A competência dos tribunais administrativos e fiscais está contemplada no art. 4º do ETAF (Lei n.º 13/2002, de 19 de Fevereiro, na redacção do DL nº 214-G/2015, de 2 de Outubro, que atendendo à data da propositura da providência, é a que aqui releva) com delimitação do “âmbito da jurisdição” mediante uma enunciação positiva (nºs 1 e 2) e negativa (nºs 3 e 4).
Tem sido reafirmado por este Tribunal, e constitui entendimento jurisprudencial e doutrinário consensual, que a competência material do tribunal se afere em função do modo como o A. configura a acção e que a mesma se fixa no momento em que a acção é proposta.

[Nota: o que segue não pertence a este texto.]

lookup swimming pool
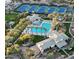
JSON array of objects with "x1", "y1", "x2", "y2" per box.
[
  {"x1": 16, "y1": 4, "x2": 67, "y2": 14},
  {"x1": 31, "y1": 22, "x2": 51, "y2": 33}
]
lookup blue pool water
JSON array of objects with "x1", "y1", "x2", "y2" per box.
[
  {"x1": 31, "y1": 22, "x2": 51, "y2": 33},
  {"x1": 16, "y1": 4, "x2": 66, "y2": 14}
]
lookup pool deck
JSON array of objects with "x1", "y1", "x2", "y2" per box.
[{"x1": 15, "y1": 3, "x2": 67, "y2": 14}]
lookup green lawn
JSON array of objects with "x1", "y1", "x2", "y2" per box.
[
  {"x1": 5, "y1": 14, "x2": 18, "y2": 21},
  {"x1": 64, "y1": 23, "x2": 71, "y2": 37}
]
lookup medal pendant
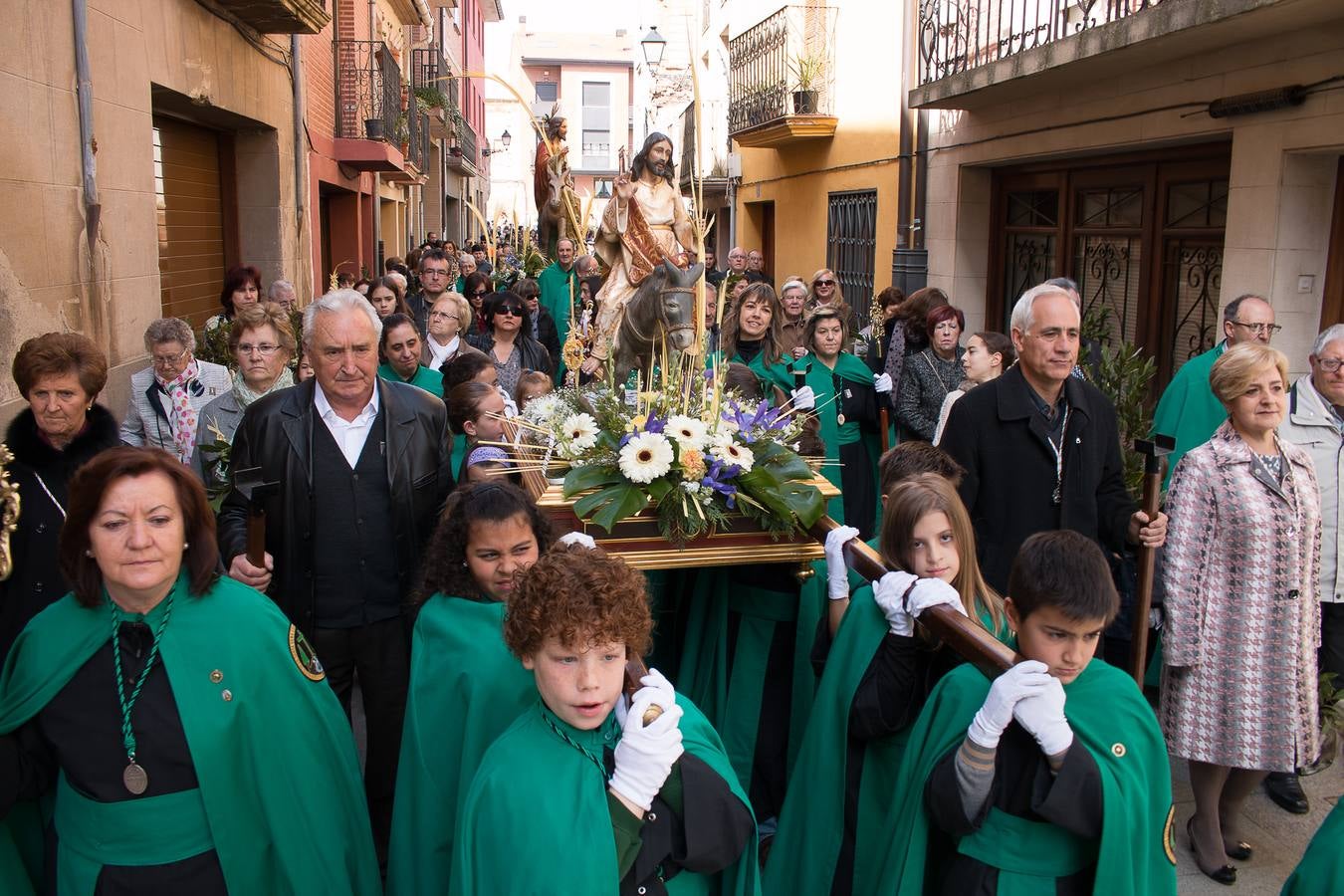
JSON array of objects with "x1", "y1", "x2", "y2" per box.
[{"x1": 121, "y1": 762, "x2": 149, "y2": 796}]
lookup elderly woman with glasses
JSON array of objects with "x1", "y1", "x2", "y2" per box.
[
  {"x1": 807, "y1": 268, "x2": 859, "y2": 338},
  {"x1": 0, "y1": 447, "x2": 381, "y2": 896},
  {"x1": 121, "y1": 317, "x2": 234, "y2": 464},
  {"x1": 421, "y1": 293, "x2": 472, "y2": 370},
  {"x1": 896, "y1": 305, "x2": 967, "y2": 442},
  {"x1": 191, "y1": 303, "x2": 299, "y2": 495},
  {"x1": 1157, "y1": 342, "x2": 1321, "y2": 884},
  {"x1": 469, "y1": 292, "x2": 553, "y2": 395}
]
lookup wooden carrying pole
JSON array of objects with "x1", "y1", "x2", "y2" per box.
[{"x1": 807, "y1": 516, "x2": 1016, "y2": 678}]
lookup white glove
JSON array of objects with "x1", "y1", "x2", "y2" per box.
[
  {"x1": 1012, "y1": 676, "x2": 1074, "y2": 757},
  {"x1": 607, "y1": 677, "x2": 683, "y2": 811},
  {"x1": 788, "y1": 385, "x2": 817, "y2": 411},
  {"x1": 967, "y1": 660, "x2": 1057, "y2": 750},
  {"x1": 557, "y1": 532, "x2": 596, "y2": 551},
  {"x1": 872, "y1": 572, "x2": 917, "y2": 638},
  {"x1": 906, "y1": 579, "x2": 967, "y2": 619},
  {"x1": 615, "y1": 669, "x2": 676, "y2": 728},
  {"x1": 826, "y1": 526, "x2": 859, "y2": 600}
]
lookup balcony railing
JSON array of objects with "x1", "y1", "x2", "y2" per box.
[
  {"x1": 917, "y1": 0, "x2": 1161, "y2": 85},
  {"x1": 335, "y1": 40, "x2": 402, "y2": 142},
  {"x1": 729, "y1": 7, "x2": 837, "y2": 137}
]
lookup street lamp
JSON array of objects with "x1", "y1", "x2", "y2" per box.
[{"x1": 640, "y1": 26, "x2": 668, "y2": 69}]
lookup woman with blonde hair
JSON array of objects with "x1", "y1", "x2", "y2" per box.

Como se afirmou no Ac. deste Tribunal de 01.10.2015, Proc. 08/14, “A competência é questão que se resolve de acordo com os termos da pretensão do Autor, aí compreendidos os respectivos fundamentos e a identidade das partes, não importando averiguar quais deviam ser os termos dessa pretensão, considerando a realidade fáctica efectivamente existente ou o correcto entendimento do regime jurídico aplicável. O Tribunal dos Conflitos tem reafirmado constantemente que o que releva, para o efeito do estabelecimento da competência, é o modo como o Autor estrutura a causa e exprime a sua pretensão em juízo”.
Ora, o que o autor pediu ao Tribunal na presente acção foi que seja reconhecida a sua posse sobre o apeadeiro e terreno contíguo, sendo-lhe restituída, por contraposição ao direito de propriedade sobre tais bens de que o réu se arroga, alegando na sua contestação, tê-lo adquirido por compra e venda verbal e por usucapião. Pretende ainda o A. que o Réu se abstenha da prática de qualquer acto que impeça ou diminua a utilização dos imóveis por parte daquele, por o direito de propriedade dos referidos bens pertencer ao Estado, por se integraram no domínio público ferroviário, tendo-lhe advindo a respectiva posse através de um “protocolo” de concessão de utilização daqueles.
Face a estes pedidos, concluiu o Juízo de Competência Genérica de Vila Pouca de Aguiar que se estava perante uma relação jurídica administrativa, sendo que a competência para apreciar tal acção cabe na alínea f) do nº 1 do art 4º do ETAF (na sua versão original), conjugado com o nº 6 do art. 1º do CCP.
No entanto, em nosso entender, o que está em causa, face à forma como a acção é configurada pelo autor, é um pedido de restituição de posse dos prédios em questão, posse esta que lhe adveio de um “protocolo” de concessão de utilização de bens do domínio público ferroviário que assinou com a Rede Ferroviária Nacional REFER, EP em 2005.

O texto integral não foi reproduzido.